Francis Bacon, Tre studi di figure su letti (1972)

Senza pace, i letti diventano campi di battaglia, palchi di tragedie prive di catarsi, cornici in cui rinchiudere il male accumulato di giorno. E noi spettatori? Pensiamo di essere salvi? «Gli artisti esagerano sempre»? «Il nostro letto è differente»? Non facciamoci illusioni. In fondo questo dolore non è che il risvolto (per dirla con Byung-Chul Han) di una “società della stanchezza” destinata a vedere il riposo col binocolo. Quel sempre caro materasso (quanti ne abbiamo già cambiati? A molle, memory foam, in lattice, a molle insacchettate, rigido, semirigido…) si rimpicciolisce e diventa addirittura un quadratino di Scarabeo.

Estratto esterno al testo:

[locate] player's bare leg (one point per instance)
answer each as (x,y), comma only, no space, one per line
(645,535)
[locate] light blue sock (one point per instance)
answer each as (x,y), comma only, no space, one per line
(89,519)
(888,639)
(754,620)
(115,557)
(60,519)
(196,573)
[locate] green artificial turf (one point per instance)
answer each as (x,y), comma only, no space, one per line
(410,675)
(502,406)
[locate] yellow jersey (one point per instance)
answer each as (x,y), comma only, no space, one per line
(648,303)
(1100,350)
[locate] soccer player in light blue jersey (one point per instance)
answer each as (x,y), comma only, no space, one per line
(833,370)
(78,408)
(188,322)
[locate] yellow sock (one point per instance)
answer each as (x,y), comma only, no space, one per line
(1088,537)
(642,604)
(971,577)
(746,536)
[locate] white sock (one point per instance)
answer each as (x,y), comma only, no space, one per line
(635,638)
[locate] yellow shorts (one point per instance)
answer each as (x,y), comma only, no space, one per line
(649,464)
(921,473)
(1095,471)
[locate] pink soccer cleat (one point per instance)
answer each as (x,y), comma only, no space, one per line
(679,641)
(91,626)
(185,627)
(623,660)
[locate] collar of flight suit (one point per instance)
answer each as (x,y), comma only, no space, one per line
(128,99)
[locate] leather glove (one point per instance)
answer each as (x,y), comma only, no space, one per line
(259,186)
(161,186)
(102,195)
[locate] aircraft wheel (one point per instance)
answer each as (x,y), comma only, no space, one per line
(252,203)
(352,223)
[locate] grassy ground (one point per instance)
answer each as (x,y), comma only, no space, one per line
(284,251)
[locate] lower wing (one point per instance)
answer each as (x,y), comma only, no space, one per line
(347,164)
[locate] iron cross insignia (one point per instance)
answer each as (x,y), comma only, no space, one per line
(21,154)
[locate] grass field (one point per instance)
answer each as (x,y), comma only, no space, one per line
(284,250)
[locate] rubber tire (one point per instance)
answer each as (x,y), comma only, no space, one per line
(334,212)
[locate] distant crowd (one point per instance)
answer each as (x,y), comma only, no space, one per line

Con quel quadratino, rimasto per ultimo, non riusciremo mai a comporre la parola “riposo”.

Insomma, un bel casino. Ma se non vogliamo più sentire imbarazzo alla domanda di pag. 93 delle Classiche domande da mamma, forse dobbiamo imparare a portarci il materasso sotto braccio, anche durante il giorno: a scardinare l’immagine del letto come luogo di “riposo dopo la battaglia”. In altre parole, smetterla di percepire quel quadrato bianco come una misera ricompensa e farlo entrare nei nostri bioritmi diurni. È quello che ha provato a fare Paola Pivi con World record (2018), un’installazione ospitata dal MAXXI di Roma, in cui una doppia distesa di materassi crea un nuovo spazio da abitare. Qui il pubblico si ritrova su nuovi letti, rotola e interagisce con altri “abitanti”.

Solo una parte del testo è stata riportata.